19 Şubat 2025 Çarşamba

Estetik Yargılar ve Etik Üzerindeki Etkisi

 


Bugün, estetiğin iyi ve kötü (etik yargılar) üzerindeki rolüne biraz değinmek istiyorum.

Öncelikle, estetiğin klasik tanımını vererek başlayayım: Estetik, en genel anlamıyla güzel olanın doğasını, algılanışını ve değerlendirilmesini inceleyen felsefi bir disiplindir. Kelime kökeni Yunanca aisthesis kelimesinden gelir ve "algı" veya "duyumsama" anlamına gelir. Estetik, hem sanatın ve güzelliğin felsefesi olarak hem de insanın duyusal deneyimleriyle nasıl anlam oluşturduğunu inceleyen bir alan olarak ele alınabilir.

Klasik tanımdan da gördüğümüz üzere estetik, yalnızca sanat ile ilişkili bir kavram değildir; aynı zamanda güzel ve güzel olmayan algılarımızın, iyi ve kötü kavrayışımız üzerinde de belirleyici bir rol oynamasıyla doğrudan etikle ilişkilidir. Tabii ki iyi ve kötü kavramlarımızı etkileyen tek faktör estetik değildir, fakat estetik yargılar bu sürecin önemli bir parçasıdır. Çünkü güzel kavramı genellikle iyi kavramıyla özdeşleştirilir.

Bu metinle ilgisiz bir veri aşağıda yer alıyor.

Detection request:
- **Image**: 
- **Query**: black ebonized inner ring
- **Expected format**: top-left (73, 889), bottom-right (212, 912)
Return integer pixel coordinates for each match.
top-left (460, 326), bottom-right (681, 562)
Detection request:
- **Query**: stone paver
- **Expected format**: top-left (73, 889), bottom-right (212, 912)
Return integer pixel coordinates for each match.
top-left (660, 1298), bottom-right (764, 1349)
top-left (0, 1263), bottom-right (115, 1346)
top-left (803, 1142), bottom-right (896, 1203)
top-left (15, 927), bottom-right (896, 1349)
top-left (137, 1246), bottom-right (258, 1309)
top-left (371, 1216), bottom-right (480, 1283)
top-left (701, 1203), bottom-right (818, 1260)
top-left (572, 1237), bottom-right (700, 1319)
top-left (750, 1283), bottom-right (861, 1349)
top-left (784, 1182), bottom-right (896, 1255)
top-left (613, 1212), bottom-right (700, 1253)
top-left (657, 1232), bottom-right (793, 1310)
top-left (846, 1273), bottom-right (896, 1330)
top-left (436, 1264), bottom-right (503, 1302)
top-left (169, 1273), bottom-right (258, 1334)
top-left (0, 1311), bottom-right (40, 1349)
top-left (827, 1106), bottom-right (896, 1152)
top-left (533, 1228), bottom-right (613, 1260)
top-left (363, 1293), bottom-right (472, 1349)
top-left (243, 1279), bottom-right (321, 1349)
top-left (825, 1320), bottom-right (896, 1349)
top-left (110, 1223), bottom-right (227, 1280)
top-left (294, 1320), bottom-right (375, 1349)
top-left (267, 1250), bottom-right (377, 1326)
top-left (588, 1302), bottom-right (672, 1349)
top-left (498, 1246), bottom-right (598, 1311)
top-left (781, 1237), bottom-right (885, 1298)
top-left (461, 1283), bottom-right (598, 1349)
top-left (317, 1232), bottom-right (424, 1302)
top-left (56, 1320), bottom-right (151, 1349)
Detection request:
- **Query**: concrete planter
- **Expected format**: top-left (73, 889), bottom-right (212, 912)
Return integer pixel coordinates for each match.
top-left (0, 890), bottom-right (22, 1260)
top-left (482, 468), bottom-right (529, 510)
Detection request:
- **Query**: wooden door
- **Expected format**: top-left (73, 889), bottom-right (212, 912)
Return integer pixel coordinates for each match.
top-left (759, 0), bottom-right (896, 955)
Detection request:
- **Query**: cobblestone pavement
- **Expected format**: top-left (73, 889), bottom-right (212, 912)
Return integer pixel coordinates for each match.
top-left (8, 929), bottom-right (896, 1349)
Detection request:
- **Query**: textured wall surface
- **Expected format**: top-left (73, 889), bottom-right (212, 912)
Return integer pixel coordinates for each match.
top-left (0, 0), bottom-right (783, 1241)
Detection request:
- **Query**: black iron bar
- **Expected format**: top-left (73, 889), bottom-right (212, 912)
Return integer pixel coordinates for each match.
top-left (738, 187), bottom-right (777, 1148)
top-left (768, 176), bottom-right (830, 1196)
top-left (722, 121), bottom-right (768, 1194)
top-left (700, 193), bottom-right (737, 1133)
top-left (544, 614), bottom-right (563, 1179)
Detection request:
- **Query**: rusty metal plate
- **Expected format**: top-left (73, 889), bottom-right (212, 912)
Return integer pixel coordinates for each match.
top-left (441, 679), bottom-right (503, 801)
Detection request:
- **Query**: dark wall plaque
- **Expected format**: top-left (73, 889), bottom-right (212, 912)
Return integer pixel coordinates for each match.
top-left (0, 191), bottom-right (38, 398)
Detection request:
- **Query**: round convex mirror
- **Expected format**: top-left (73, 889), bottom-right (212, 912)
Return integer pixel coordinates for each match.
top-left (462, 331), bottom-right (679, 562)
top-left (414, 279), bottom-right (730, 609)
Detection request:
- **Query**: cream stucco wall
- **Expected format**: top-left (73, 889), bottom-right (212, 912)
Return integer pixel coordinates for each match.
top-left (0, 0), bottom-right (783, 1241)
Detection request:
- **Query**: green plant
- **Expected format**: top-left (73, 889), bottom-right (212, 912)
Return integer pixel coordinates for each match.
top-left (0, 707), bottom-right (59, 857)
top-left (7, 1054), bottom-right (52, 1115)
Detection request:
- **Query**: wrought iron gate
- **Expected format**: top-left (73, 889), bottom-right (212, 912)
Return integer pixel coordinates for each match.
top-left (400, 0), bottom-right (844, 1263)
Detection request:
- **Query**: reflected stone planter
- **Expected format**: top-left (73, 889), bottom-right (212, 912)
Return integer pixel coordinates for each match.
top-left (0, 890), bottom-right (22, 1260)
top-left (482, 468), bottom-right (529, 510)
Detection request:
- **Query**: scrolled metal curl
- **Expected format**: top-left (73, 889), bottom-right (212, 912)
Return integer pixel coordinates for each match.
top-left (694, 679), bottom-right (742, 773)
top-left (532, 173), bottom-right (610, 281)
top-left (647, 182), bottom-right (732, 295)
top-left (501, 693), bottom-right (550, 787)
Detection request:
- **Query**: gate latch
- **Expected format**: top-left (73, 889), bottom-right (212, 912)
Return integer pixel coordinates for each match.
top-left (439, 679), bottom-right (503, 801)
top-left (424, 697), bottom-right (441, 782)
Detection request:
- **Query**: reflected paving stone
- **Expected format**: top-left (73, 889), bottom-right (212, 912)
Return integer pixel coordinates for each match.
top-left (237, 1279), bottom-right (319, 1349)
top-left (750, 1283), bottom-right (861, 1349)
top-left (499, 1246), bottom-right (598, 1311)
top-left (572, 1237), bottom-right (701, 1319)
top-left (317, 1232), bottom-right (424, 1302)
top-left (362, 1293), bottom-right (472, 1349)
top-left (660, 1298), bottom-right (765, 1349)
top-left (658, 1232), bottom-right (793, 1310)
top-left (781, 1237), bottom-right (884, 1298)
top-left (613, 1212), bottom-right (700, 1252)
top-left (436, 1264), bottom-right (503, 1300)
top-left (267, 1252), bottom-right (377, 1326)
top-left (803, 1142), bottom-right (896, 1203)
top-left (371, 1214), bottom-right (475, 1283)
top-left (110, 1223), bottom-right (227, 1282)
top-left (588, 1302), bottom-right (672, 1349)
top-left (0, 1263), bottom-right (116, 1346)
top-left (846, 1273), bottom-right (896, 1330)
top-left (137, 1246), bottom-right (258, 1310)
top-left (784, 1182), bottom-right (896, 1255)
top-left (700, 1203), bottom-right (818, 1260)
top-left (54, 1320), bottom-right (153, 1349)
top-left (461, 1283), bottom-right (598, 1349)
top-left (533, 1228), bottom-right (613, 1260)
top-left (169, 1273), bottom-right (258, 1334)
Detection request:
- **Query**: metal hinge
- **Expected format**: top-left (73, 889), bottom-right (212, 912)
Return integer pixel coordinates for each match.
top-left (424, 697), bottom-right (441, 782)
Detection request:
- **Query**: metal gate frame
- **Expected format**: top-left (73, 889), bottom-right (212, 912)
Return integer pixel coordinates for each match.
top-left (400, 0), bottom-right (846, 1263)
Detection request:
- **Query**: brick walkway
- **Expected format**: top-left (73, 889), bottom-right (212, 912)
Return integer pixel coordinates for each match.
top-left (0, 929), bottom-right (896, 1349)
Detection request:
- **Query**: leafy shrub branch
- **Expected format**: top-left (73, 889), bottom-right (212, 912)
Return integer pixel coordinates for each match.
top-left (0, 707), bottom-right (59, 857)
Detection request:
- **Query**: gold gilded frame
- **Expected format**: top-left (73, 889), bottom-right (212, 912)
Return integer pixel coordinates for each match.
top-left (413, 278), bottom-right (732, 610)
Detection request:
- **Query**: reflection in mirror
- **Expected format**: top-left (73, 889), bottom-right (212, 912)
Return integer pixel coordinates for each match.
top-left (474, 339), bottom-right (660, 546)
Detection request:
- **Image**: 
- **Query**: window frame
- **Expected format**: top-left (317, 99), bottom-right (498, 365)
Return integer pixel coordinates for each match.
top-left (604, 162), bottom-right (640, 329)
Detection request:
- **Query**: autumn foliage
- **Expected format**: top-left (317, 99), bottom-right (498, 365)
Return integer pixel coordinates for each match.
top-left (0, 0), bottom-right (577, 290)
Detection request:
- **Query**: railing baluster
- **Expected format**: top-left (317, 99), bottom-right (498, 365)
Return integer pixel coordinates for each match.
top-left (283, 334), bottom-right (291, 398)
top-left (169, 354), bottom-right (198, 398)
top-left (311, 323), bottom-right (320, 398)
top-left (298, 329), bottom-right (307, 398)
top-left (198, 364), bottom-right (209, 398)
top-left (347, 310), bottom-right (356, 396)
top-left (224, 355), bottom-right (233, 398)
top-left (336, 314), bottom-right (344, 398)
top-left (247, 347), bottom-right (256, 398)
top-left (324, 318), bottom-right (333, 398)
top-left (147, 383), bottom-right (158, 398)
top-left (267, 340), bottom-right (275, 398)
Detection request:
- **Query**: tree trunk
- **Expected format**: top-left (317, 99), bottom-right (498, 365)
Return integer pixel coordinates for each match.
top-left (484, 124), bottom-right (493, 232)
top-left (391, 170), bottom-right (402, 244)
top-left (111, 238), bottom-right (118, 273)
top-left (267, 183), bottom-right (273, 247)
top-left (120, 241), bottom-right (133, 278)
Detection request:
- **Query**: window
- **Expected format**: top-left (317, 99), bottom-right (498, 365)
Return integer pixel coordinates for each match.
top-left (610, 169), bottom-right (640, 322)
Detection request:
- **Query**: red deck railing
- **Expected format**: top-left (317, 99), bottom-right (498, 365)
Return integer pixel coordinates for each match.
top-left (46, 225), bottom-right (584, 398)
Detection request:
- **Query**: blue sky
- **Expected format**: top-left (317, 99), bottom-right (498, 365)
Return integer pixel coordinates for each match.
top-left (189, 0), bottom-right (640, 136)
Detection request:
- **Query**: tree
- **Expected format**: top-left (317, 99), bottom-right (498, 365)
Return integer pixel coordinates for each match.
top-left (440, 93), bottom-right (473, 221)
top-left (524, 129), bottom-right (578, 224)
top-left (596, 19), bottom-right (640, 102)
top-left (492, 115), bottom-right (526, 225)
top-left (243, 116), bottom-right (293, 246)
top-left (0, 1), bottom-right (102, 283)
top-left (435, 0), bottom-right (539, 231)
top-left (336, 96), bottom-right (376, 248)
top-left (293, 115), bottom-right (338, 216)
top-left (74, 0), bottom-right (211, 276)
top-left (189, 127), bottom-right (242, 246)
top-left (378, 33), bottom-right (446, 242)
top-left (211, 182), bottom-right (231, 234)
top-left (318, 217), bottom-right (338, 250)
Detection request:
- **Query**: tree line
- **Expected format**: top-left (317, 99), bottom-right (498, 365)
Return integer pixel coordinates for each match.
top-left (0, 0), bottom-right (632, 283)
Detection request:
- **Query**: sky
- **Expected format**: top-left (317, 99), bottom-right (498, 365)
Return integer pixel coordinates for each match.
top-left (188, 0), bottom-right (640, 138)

Bu, günlük hayatımızdaki ilişkilerimizi de doğrudan etkiler. Örneğin, güzel insanları daha güvenilir, daha zeki ve daha bilgili algılama eğilimimiz vardır. Bunun tersi durumda, estetik açıdan toplumun belirlediği normlara uymayan bireyleri daha bilgisiz ve kötü olarak algılama eğiliminde olabiliriz. Bu psikolojik yanılgıya Halo Etkisi (Halo Effect) denir.

Estetik yargılarımız, empati kurma biçimimizle de doğrudan ilişkilidir ve empati, evrimsel sürecimizin bir sonucu olarak ortaya çıkmıştır. Çünkü insanlar, sağlık ve üreme başarısıyla doğrudan bağlantılı olan estetik normlar geliştirmiştir. Simetri, düzen ve orantılılık gibi estetik ilkeler, aslında biyolojik sağlık göstergeleriyle bağlantılıdır (örneğin, simetrik yüzler daha sağlıklı olarak algılanır). Evrimsel süreçte insanlar, simetrik, düzenli ve uyumlu şeyleri daha güvenilir ve iyi olarak görmeye yatkın hale gelmiştir.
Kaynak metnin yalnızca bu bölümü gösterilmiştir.